BDD typically starts during teenage years and without proper intervention continues throughout adulthood.31 Individuals with BDD exhibit poor insight into the condition and will seek cosmetic or dermatological treatment to treat the perceived “defects” rather than confront the underlying dysmorphia. Patients with BDD are hard to satisfy, and cosmetic procedures rarely improve their bodily perception. Dissatisfied BDD patients are more likely to threaten with malpractice lawsuits than others, and thus, extensive documentation is especially important when consulting these patients.32 Treating BDD patients cosmetically may also feed into their dysmorphia by acknowledging that there is a “defect” to treat and that can potentially make the condition worse. If concerns about BDD arise during a consultation, BDD screening instruments such as “Cosmetic Procedure Screening Questionnaire (COPS) for Body Dysmorphic Disorder” can be used to assess the patient.33 Trying to reassure the patient that their body is “normal” is not advised. Instead, focusing on the time, distress, disability, cost, or lost opportunities triggered by the bodily obsession can help put the problem into context and support a conversation about their issue. Effective treatment options are available and most often include a combination of cognitive behavior therapy and pharmacological agents, such as selective serotonin reuptake inhibitors.34
12.3.2 Combination Therapeutic Approach
To achieve desired aesthetic results, combining different treatment modalities is often required. Determining the optimal therapies and the order they should be administered is crucial for optimizing patient outcome and satisfaction.35
As a first step, it is important to review the patient’s skin care routine. Most patients should use a moisturizer with proper sun protection factor (SPF) during the daytime and topical retinol at night. In younger patients, hair thinning, or androgenetic alopecia may be the main contributing factor to their perception of aging, and thus, addressing and treating their hair concerns should be conducted before other interventions are pursued.

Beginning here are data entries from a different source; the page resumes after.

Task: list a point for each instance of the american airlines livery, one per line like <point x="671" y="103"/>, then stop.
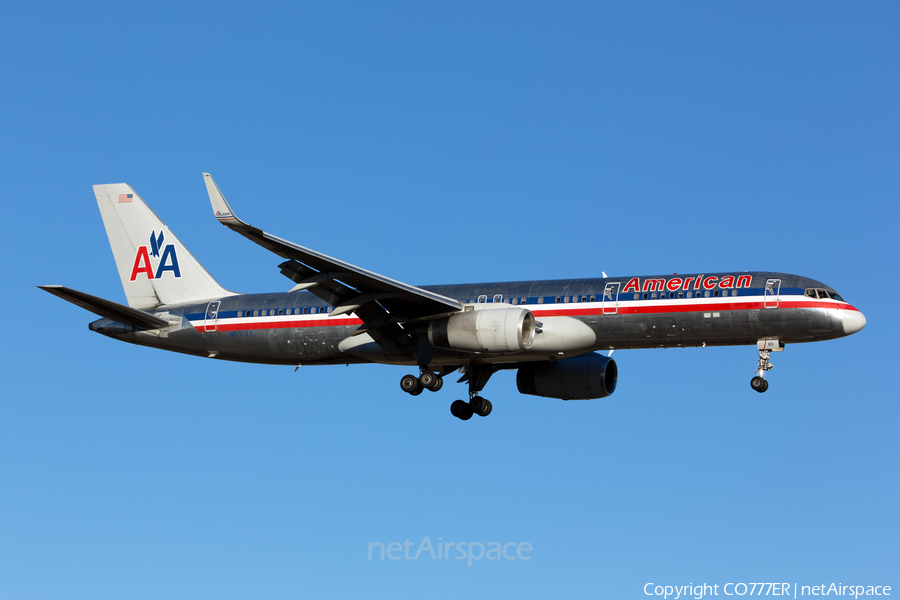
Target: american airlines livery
<point x="337" y="313"/>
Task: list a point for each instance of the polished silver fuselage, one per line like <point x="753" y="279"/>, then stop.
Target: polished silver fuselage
<point x="623" y="312"/>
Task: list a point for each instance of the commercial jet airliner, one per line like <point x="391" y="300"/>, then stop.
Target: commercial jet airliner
<point x="550" y="332"/>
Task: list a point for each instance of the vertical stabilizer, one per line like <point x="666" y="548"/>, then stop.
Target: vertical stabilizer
<point x="153" y="264"/>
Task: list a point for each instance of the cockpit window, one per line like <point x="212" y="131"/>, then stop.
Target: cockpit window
<point x="825" y="294"/>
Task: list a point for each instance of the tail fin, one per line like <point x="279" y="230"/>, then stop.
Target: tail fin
<point x="153" y="264"/>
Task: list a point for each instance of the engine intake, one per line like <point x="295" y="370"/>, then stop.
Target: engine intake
<point x="487" y="330"/>
<point x="579" y="378"/>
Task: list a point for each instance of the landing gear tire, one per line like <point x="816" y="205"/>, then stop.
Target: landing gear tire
<point x="461" y="410"/>
<point x="759" y="384"/>
<point x="428" y="380"/>
<point x="410" y="384"/>
<point x="481" y="406"/>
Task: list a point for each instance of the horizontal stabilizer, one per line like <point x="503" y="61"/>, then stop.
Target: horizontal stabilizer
<point x="106" y="308"/>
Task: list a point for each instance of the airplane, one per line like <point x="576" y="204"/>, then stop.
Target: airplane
<point x="551" y="332"/>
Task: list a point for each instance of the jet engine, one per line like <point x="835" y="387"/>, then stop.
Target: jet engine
<point x="579" y="378"/>
<point x="487" y="330"/>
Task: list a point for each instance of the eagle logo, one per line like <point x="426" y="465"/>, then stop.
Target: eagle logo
<point x="156" y="243"/>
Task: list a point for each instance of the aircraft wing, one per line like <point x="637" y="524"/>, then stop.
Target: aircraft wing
<point x="374" y="298"/>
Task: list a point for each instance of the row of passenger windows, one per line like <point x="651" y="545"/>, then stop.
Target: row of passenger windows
<point x="706" y="294"/>
<point x="594" y="297"/>
<point x="813" y="293"/>
<point x="271" y="312"/>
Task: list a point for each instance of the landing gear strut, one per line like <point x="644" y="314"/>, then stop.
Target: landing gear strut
<point x="759" y="383"/>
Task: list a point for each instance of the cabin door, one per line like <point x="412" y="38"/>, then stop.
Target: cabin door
<point x="611" y="298"/>
<point x="212" y="316"/>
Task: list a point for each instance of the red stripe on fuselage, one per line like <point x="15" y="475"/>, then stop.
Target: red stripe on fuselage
<point x="623" y="309"/>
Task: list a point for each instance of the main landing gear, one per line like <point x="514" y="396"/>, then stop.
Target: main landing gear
<point x="425" y="381"/>
<point x="476" y="375"/>
<point x="759" y="383"/>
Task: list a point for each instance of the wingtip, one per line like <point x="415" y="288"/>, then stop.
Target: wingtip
<point x="221" y="209"/>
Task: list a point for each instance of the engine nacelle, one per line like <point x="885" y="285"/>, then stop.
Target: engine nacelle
<point x="579" y="378"/>
<point x="486" y="330"/>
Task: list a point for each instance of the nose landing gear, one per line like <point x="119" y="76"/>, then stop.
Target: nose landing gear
<point x="759" y="383"/>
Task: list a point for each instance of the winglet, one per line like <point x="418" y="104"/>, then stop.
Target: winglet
<point x="223" y="212"/>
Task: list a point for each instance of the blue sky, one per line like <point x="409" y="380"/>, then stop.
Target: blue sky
<point x="448" y="144"/>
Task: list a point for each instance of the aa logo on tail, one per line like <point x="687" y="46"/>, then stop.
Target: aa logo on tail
<point x="167" y="262"/>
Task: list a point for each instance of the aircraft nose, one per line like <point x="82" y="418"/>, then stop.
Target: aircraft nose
<point x="854" y="320"/>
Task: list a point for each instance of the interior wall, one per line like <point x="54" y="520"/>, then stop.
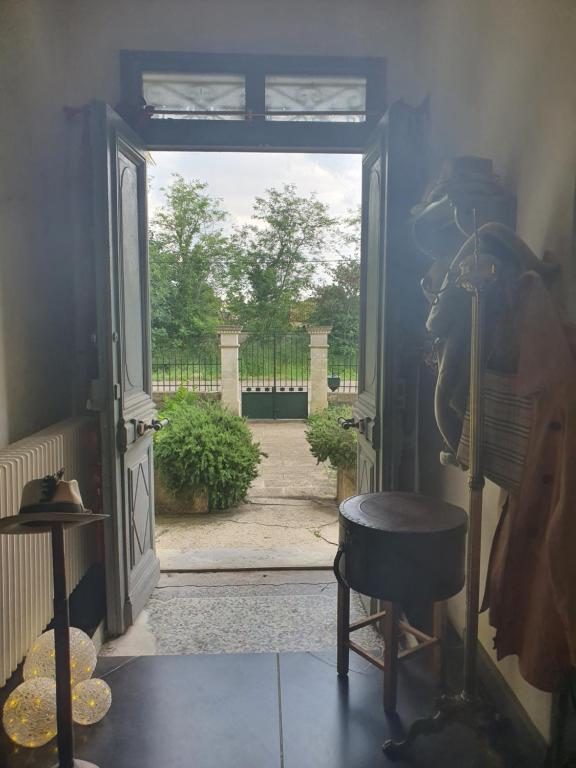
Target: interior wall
<point x="35" y="291"/>
<point x="499" y="73"/>
<point x="323" y="27"/>
<point x="501" y="78"/>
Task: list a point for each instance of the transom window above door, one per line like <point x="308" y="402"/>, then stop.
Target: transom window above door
<point x="267" y="102"/>
<point x="195" y="95"/>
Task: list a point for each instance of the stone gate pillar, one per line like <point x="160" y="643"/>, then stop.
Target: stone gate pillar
<point x="318" y="385"/>
<point x="230" y="371"/>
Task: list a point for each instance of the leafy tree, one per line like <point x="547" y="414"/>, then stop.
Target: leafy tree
<point x="337" y="302"/>
<point x="188" y="250"/>
<point x="273" y="261"/>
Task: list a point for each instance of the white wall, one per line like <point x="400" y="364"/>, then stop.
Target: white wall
<point x="35" y="305"/>
<point x="314" y="27"/>
<point x="500" y="73"/>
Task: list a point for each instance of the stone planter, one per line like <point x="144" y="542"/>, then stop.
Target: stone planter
<point x="345" y="483"/>
<point x="167" y="504"/>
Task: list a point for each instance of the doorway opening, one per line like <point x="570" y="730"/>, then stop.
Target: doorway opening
<point x="248" y="253"/>
<point x="268" y="244"/>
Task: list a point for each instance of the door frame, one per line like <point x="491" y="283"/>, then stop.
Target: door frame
<point x="254" y="134"/>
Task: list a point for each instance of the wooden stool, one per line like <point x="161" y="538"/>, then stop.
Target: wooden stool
<point x="398" y="548"/>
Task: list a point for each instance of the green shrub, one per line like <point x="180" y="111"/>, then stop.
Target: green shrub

In these patients, utilizing topical and/or oral medications may help prevent further loss and promote growth, respectively. For eligible patients, hair transplantation should be considered, as it improves satisfaction with appearance and visual age considerably.36 Furthermore, any concurrent hyperpigmentation or other dermatological conditions, such as acne, rosacea, or telangiectasias should be properly addressed. Treatment for hyperpigmentation may be achieved with pigment-specific wavelengths (depending on skin type) with pico-, nano-, or millisecond pulse duration, and for facial redness and telangiectasias treatment with intense pulsed light, pulsed dye laser, or potassium titanyl phosphate laser is effective.37,38 In men with poikiloderma where dyspigmentation consists of both melanin and prominent blood vessels, the appearance of hyperpigmentation can be significantly reduced by targeting the ectatic vessels alone.39
Facial aesthetic procedures including neuromodulation, volume enhancement, chemical peels, energy devices, and lasers are almost always used in combination (Fig. 12.1). Neuromodulator injections should always be conducted in a resting face to properly assess wrinkles and hypertonic muscles. Large studies on the safety and efficacy of combining laser- and light-based treatments, neuromodulator therapy, and dermal fillers on the same day is limited. Injectable fillers complement neuromodulator treatments,40 and can often be conducted in the same session, though some authors advocate performing fillers first to avoid manipulating the neuromodulator during injection and to assess the degree of edema after filler placement.41 Occasionally, letting the neuromodulator take effect over a period of 2 weeks or longer can be of value as the ensuing muscle hypotonia may influence the amount of dermal filler required for optimal results.